I've seen her through years and years of counseling, countless IEP meetings, numerous psychological and educational testing/screening (MMPIA, ADHD, anger, behavioral), doctor visits, medical tests, different drug regimines, contact with the police, lawyers, district attorneys, judges, protection from stalking orders.....you name it, and I think I've been through it, or have read and researched it. I told her about being EXHAUSTED.

I told her about being disappointed in her choices. I told her that reasonable expectations for a most children include attending school, turning in homework, studying for and passing tests, and one day, graduating from high school. Demanding that a child be admitted to the National Honor Society, a 4.0 GPA, and to be class valedictorian was unreasonable, but when we take our kids to kindergarten for the first time, we're all thinking about a day in the spring, thirteen years later, standing next to a graduate in a cap and gown, holding a diploma.

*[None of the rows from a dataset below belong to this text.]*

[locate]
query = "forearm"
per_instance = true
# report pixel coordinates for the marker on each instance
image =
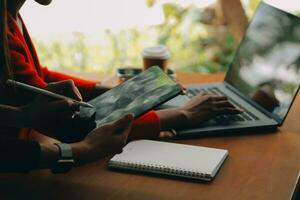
(50, 154)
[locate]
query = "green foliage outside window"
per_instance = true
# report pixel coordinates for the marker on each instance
(194, 46)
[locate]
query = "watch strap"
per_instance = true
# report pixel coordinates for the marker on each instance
(65, 161)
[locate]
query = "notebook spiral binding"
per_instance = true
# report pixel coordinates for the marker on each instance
(159, 169)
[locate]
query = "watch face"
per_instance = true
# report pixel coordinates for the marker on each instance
(63, 166)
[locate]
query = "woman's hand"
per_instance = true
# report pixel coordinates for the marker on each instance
(199, 109)
(103, 141)
(99, 89)
(44, 113)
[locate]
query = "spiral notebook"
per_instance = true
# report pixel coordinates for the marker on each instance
(186, 161)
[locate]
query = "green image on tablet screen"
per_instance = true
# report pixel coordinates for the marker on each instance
(137, 95)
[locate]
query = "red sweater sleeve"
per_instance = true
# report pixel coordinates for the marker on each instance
(85, 87)
(22, 68)
(146, 127)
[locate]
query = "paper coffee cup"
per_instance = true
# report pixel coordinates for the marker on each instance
(156, 56)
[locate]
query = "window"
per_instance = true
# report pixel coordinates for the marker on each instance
(92, 36)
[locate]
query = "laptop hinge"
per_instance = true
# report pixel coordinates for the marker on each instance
(258, 107)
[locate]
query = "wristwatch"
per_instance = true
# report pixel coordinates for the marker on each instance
(65, 161)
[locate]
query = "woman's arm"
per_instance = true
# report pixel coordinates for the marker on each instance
(22, 156)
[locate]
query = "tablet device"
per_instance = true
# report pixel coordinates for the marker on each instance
(138, 95)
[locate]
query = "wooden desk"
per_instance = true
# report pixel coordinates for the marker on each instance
(260, 166)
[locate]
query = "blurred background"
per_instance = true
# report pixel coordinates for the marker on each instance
(97, 37)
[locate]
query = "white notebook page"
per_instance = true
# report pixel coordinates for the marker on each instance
(177, 156)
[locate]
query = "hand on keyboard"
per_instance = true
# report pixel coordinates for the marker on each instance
(203, 107)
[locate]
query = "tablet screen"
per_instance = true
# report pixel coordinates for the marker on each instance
(137, 95)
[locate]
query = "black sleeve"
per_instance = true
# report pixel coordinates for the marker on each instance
(19, 155)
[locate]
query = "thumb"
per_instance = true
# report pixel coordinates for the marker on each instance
(124, 124)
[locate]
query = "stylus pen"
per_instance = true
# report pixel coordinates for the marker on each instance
(45, 92)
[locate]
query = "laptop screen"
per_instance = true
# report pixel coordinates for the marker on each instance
(266, 67)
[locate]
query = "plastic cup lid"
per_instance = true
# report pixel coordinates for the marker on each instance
(158, 52)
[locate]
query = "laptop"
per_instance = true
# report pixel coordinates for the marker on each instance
(263, 78)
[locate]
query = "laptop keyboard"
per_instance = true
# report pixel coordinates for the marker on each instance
(245, 116)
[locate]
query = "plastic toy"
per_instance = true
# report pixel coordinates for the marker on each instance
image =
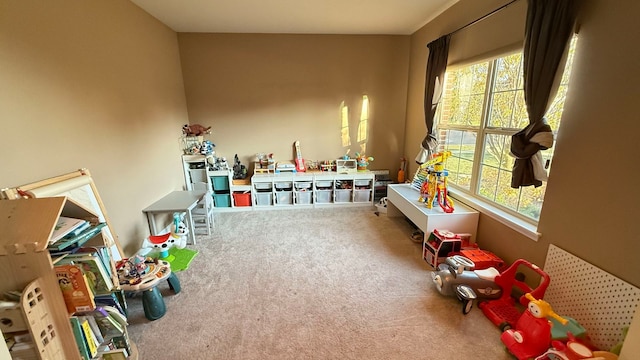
(456, 277)
(502, 311)
(363, 161)
(176, 238)
(572, 350)
(195, 130)
(532, 334)
(434, 188)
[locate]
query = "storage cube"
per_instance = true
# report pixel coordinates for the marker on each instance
(361, 195)
(241, 198)
(222, 200)
(303, 197)
(220, 183)
(264, 198)
(343, 195)
(324, 184)
(323, 196)
(262, 186)
(284, 185)
(365, 182)
(303, 185)
(284, 197)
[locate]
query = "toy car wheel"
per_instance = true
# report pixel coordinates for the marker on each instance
(504, 326)
(466, 306)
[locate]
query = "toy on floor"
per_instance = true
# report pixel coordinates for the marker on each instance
(503, 311)
(434, 188)
(176, 238)
(457, 277)
(573, 349)
(532, 334)
(140, 274)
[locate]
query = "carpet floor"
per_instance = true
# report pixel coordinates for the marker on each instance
(321, 283)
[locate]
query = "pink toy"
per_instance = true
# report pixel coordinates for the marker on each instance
(532, 335)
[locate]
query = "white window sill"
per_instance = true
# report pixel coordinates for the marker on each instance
(521, 226)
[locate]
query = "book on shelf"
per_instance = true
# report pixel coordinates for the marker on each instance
(94, 269)
(72, 244)
(115, 354)
(102, 252)
(92, 341)
(114, 299)
(64, 227)
(78, 334)
(75, 290)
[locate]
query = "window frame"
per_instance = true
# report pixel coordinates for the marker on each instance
(472, 197)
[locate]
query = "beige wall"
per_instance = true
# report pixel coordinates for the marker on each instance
(261, 92)
(98, 85)
(92, 85)
(590, 207)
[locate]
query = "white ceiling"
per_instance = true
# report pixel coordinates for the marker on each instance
(395, 17)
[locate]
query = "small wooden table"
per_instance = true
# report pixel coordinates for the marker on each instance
(176, 201)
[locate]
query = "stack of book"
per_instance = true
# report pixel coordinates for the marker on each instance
(99, 308)
(101, 334)
(70, 234)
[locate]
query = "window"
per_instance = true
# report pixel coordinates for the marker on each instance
(483, 105)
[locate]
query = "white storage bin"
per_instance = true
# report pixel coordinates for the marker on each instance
(361, 195)
(303, 197)
(283, 185)
(284, 197)
(264, 198)
(343, 195)
(303, 185)
(320, 184)
(262, 186)
(324, 196)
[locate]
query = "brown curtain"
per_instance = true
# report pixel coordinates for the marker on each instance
(434, 84)
(549, 28)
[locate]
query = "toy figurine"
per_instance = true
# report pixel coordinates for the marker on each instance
(532, 334)
(195, 130)
(176, 238)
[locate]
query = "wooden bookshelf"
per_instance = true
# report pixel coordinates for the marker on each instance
(27, 266)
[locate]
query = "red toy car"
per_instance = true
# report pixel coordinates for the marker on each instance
(503, 311)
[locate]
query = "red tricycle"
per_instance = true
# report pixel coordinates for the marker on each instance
(503, 311)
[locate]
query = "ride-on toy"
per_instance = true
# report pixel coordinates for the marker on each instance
(457, 277)
(502, 311)
(532, 333)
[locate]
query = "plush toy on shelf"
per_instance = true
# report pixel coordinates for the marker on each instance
(195, 130)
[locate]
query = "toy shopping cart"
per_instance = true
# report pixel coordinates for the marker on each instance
(504, 312)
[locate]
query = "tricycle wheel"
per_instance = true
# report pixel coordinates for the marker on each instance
(466, 306)
(504, 326)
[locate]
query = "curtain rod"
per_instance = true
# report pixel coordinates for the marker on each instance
(482, 17)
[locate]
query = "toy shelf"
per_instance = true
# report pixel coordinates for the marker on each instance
(27, 266)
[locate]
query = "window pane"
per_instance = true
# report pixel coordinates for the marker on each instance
(462, 174)
(464, 96)
(508, 109)
(462, 145)
(489, 182)
(531, 200)
(495, 152)
(508, 73)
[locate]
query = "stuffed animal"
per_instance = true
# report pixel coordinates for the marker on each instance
(195, 130)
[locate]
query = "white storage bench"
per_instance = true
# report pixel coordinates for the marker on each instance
(402, 200)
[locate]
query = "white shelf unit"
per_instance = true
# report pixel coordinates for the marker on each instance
(194, 168)
(27, 265)
(282, 190)
(402, 200)
(303, 190)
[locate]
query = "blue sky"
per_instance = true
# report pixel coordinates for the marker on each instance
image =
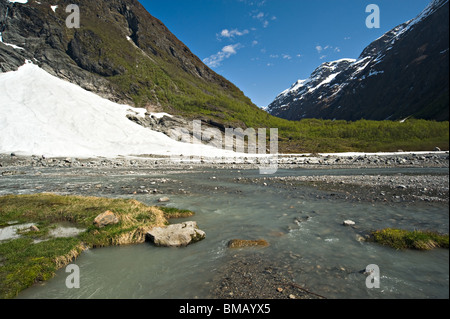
(263, 46)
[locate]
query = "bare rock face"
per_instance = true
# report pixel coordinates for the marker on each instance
(105, 219)
(403, 73)
(177, 235)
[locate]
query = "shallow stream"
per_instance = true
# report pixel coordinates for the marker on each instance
(303, 226)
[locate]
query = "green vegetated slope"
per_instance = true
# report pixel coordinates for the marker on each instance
(124, 53)
(36, 255)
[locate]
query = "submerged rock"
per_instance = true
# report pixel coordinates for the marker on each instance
(177, 235)
(240, 243)
(105, 219)
(348, 223)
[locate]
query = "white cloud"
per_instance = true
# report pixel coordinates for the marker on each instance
(225, 33)
(259, 16)
(215, 60)
(263, 17)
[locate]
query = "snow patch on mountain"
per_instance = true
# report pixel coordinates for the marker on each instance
(44, 115)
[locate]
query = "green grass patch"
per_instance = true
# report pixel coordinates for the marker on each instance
(404, 239)
(170, 212)
(24, 262)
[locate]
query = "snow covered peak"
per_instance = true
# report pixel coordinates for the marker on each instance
(324, 74)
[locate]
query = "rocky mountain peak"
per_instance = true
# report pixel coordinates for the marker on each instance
(402, 74)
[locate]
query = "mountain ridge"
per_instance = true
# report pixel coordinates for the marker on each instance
(402, 74)
(120, 52)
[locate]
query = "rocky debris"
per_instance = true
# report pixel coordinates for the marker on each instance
(420, 160)
(240, 243)
(177, 235)
(251, 276)
(373, 188)
(105, 219)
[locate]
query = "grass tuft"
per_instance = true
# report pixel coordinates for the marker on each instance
(24, 262)
(404, 239)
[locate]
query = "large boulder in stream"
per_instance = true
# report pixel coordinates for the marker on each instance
(177, 235)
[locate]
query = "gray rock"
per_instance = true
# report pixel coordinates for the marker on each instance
(349, 223)
(177, 235)
(105, 219)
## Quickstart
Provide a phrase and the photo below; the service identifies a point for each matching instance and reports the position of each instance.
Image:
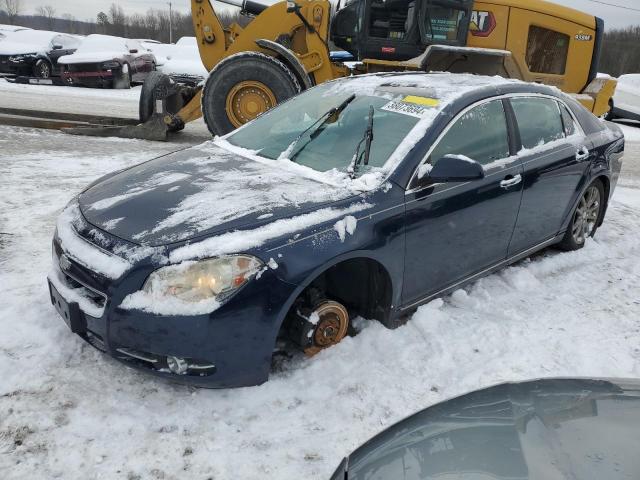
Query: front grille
(84, 67)
(97, 298)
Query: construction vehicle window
(481, 134)
(567, 120)
(391, 19)
(547, 51)
(327, 145)
(539, 121)
(442, 23)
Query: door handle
(582, 154)
(511, 181)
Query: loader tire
(147, 98)
(243, 86)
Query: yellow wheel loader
(285, 49)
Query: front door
(454, 230)
(555, 157)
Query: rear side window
(547, 51)
(567, 120)
(539, 121)
(481, 134)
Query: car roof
(446, 87)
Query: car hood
(13, 48)
(200, 191)
(90, 57)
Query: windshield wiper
(319, 126)
(366, 139)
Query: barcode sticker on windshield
(406, 108)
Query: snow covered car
(185, 61)
(582, 429)
(35, 52)
(6, 29)
(626, 101)
(106, 61)
(365, 196)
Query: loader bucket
(153, 129)
(161, 102)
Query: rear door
(454, 230)
(555, 155)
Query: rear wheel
(586, 217)
(243, 86)
(42, 69)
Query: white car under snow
(626, 101)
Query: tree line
(620, 52)
(154, 24)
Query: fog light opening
(177, 365)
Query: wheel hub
(331, 327)
(584, 222)
(247, 100)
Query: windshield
(288, 131)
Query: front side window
(568, 121)
(480, 134)
(299, 129)
(539, 121)
(547, 51)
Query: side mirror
(456, 168)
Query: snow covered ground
(70, 412)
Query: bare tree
(13, 8)
(48, 12)
(118, 20)
(70, 22)
(103, 22)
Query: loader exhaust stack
(247, 6)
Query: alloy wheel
(586, 216)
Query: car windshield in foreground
(322, 131)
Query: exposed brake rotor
(331, 325)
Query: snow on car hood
(14, 48)
(201, 190)
(90, 57)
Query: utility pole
(170, 23)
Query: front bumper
(11, 68)
(230, 347)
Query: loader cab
(400, 29)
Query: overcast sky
(87, 9)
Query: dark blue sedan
(366, 196)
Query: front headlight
(20, 58)
(193, 282)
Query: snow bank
(26, 41)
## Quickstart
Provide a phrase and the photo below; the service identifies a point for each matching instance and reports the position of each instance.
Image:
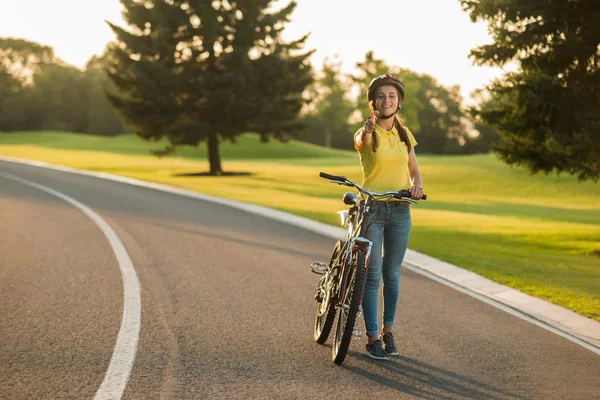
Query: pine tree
(548, 111)
(198, 70)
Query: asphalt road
(227, 310)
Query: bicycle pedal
(319, 268)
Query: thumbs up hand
(370, 124)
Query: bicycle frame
(354, 243)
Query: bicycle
(340, 289)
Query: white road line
(123, 355)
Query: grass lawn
(539, 234)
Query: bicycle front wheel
(346, 314)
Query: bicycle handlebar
(332, 177)
(345, 181)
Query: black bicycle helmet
(385, 79)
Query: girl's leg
(374, 234)
(396, 235)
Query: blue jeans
(389, 226)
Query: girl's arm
(415, 176)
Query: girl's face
(387, 100)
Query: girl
(388, 162)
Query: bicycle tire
(345, 322)
(326, 316)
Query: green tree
(60, 97)
(195, 70)
(548, 111)
(102, 117)
(327, 119)
(441, 119)
(20, 61)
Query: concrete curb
(581, 330)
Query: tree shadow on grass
(233, 173)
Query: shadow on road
(425, 381)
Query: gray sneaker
(390, 346)
(376, 351)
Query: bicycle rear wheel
(346, 316)
(325, 309)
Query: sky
(426, 36)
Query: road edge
(568, 324)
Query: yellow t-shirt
(387, 168)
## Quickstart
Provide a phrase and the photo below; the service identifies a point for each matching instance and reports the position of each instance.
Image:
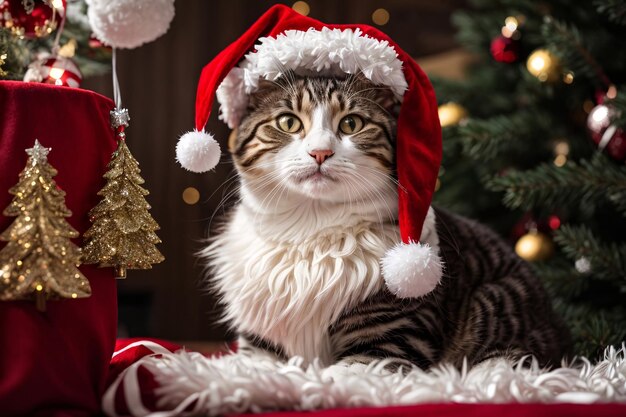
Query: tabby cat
(297, 263)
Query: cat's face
(318, 138)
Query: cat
(296, 264)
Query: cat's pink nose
(321, 155)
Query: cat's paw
(344, 370)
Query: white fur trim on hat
(198, 151)
(326, 51)
(412, 270)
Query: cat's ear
(263, 92)
(382, 95)
(386, 99)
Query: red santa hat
(282, 39)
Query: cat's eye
(289, 123)
(351, 124)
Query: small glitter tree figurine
(39, 260)
(122, 234)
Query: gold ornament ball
(451, 114)
(534, 246)
(544, 65)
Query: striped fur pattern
(297, 263)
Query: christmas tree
(18, 51)
(122, 234)
(534, 145)
(39, 260)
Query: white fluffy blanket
(235, 383)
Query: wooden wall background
(158, 84)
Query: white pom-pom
(198, 151)
(411, 270)
(129, 23)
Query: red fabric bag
(55, 363)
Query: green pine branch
(615, 10)
(608, 260)
(550, 186)
(487, 139)
(566, 42)
(561, 279)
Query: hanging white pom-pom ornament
(198, 151)
(129, 23)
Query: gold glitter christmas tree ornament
(40, 261)
(122, 235)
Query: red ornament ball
(505, 49)
(605, 134)
(31, 18)
(55, 70)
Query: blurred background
(158, 83)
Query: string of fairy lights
(379, 17)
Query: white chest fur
(289, 281)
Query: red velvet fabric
(468, 410)
(55, 363)
(418, 147)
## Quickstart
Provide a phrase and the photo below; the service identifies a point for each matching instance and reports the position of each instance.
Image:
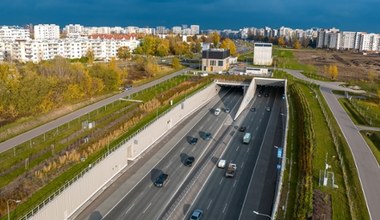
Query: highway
(224, 198)
(146, 201)
(19, 139)
(142, 200)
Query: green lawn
(77, 168)
(373, 140)
(355, 116)
(323, 147)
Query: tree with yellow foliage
(333, 71)
(229, 44)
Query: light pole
(265, 215)
(11, 200)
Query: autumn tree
(175, 63)
(124, 53)
(215, 39)
(297, 44)
(333, 71)
(229, 44)
(281, 42)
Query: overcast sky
(350, 15)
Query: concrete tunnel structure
(250, 89)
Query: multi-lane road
(203, 185)
(26, 136)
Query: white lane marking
(209, 204)
(147, 207)
(130, 208)
(225, 207)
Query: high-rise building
(46, 31)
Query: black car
(193, 140)
(189, 161)
(207, 136)
(161, 179)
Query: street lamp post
(265, 215)
(11, 200)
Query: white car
(222, 163)
(217, 111)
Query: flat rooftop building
(262, 54)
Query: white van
(217, 111)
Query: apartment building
(262, 54)
(14, 33)
(71, 48)
(46, 31)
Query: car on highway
(217, 111)
(189, 161)
(160, 180)
(128, 87)
(222, 163)
(206, 136)
(193, 140)
(196, 215)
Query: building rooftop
(215, 54)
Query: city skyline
(350, 16)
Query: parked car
(193, 140)
(189, 161)
(161, 179)
(196, 215)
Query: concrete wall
(248, 96)
(96, 179)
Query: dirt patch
(351, 66)
(321, 206)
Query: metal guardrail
(92, 165)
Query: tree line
(29, 89)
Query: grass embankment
(27, 123)
(162, 90)
(284, 58)
(309, 142)
(373, 140)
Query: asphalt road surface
(253, 187)
(19, 139)
(142, 200)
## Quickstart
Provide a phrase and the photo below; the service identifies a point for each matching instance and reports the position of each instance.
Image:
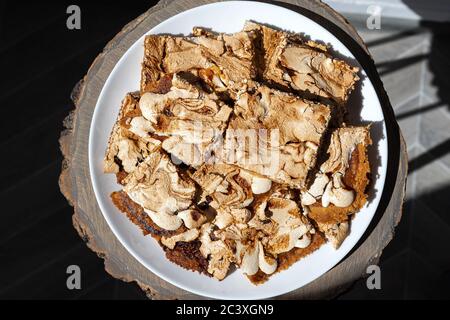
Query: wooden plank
(76, 185)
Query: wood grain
(75, 182)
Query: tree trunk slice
(75, 181)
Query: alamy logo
(374, 280)
(374, 20)
(74, 20)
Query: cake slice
(287, 60)
(224, 62)
(339, 188)
(187, 119)
(158, 198)
(275, 134)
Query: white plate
(223, 17)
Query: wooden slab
(75, 182)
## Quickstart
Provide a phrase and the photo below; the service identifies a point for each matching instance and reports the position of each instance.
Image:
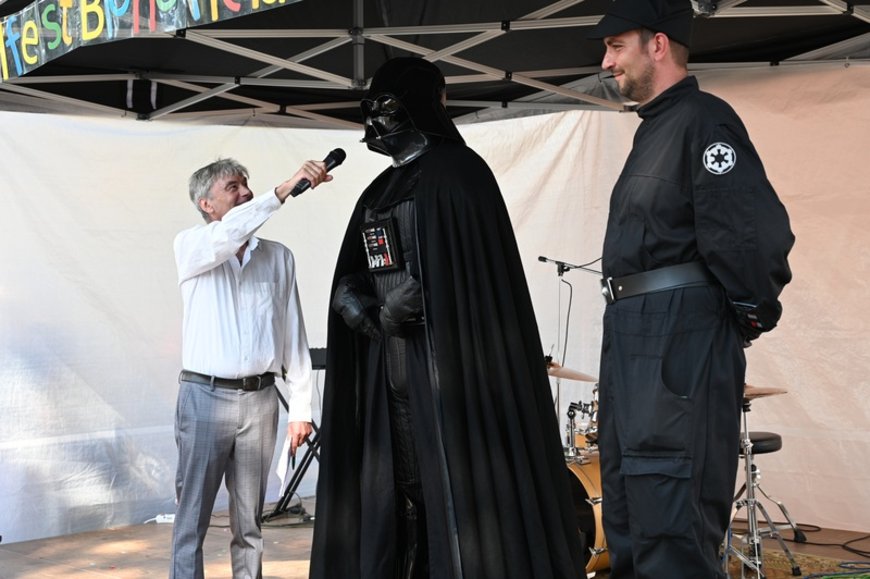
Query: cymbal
(554, 369)
(751, 392)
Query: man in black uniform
(695, 257)
(441, 455)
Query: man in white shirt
(242, 326)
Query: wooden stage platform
(143, 551)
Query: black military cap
(672, 17)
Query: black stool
(748, 549)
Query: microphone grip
(333, 159)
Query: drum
(586, 495)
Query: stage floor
(143, 551)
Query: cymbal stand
(561, 268)
(751, 554)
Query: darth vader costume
(440, 447)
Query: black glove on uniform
(402, 304)
(351, 304)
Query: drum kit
(581, 457)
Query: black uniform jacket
(694, 189)
(497, 497)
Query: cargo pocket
(659, 495)
(654, 418)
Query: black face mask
(391, 131)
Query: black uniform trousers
(672, 377)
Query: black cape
(496, 485)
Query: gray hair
(202, 180)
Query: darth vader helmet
(404, 115)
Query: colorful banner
(48, 29)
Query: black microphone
(333, 159)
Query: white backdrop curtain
(90, 310)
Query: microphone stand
(561, 268)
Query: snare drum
(586, 495)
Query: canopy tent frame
(550, 95)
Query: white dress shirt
(243, 319)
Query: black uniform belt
(248, 383)
(656, 280)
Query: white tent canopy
(90, 310)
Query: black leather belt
(656, 280)
(249, 383)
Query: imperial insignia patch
(719, 158)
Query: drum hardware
(559, 371)
(749, 552)
(573, 450)
(586, 495)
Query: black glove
(402, 304)
(748, 320)
(351, 304)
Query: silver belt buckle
(607, 290)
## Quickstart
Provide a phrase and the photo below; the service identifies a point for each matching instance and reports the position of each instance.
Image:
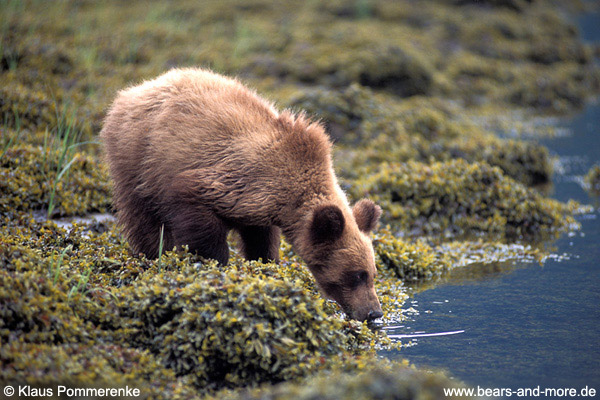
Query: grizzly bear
(195, 154)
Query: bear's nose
(374, 315)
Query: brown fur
(201, 154)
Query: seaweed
(457, 198)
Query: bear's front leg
(201, 230)
(260, 242)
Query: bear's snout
(374, 315)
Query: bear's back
(196, 120)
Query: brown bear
(200, 154)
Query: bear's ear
(366, 213)
(327, 224)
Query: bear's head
(342, 258)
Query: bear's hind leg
(201, 230)
(260, 242)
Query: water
(524, 324)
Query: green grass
(8, 139)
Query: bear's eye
(356, 278)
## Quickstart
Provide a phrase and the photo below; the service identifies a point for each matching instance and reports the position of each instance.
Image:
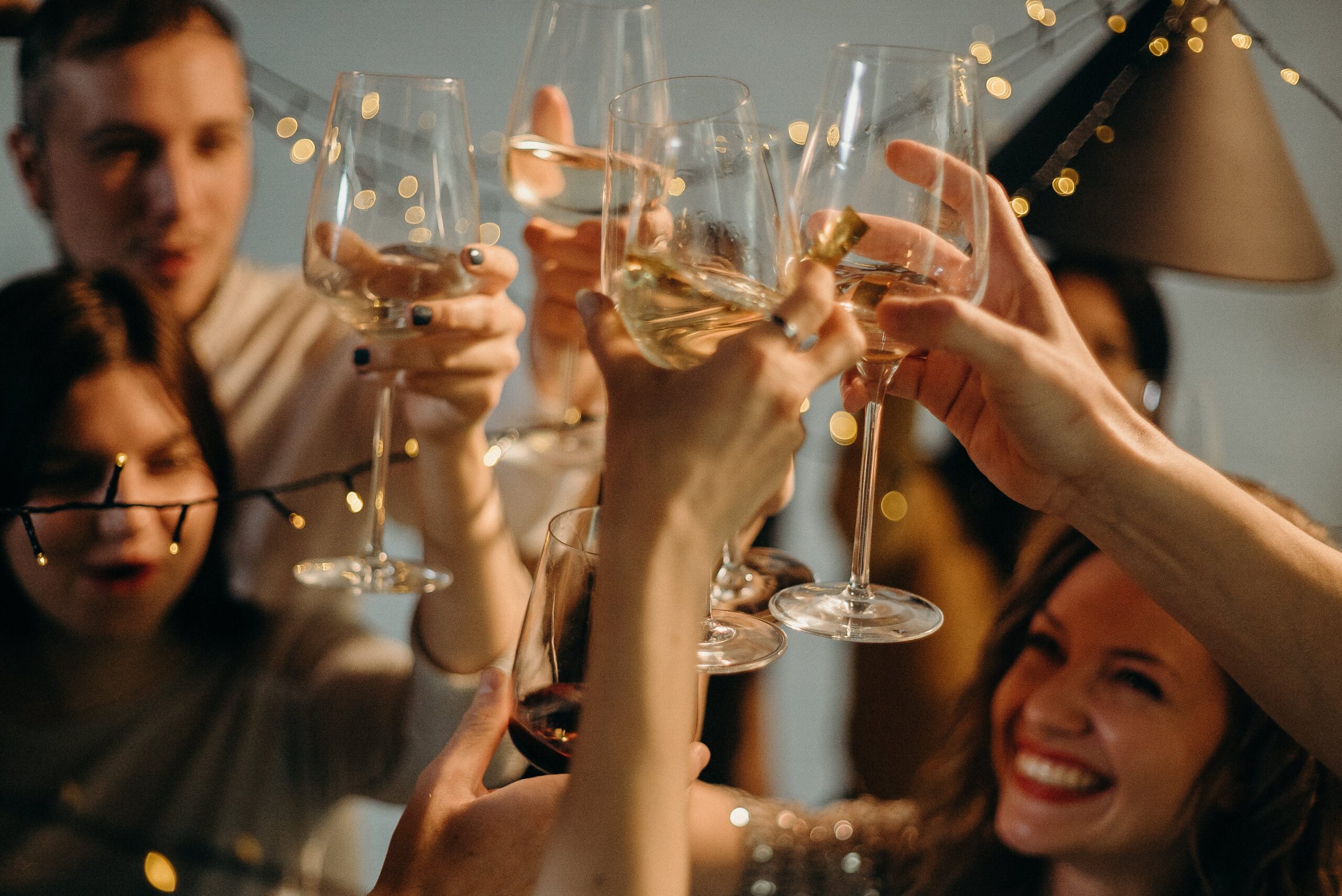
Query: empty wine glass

We talked about expectations when she returned home. We've talked about the struggles we've had since she's been home. It's been almost six weeks now that she's been home. We talked about the hesitancy I would feel when I would have to trust her to do or not do something when I wasn't present.

If you're able to put something like that into place, where everyone has an opportunity to discuss fears, what makes you apprehensive, that you'll want to take baby steps with him again, I think would be a benefit to all of you.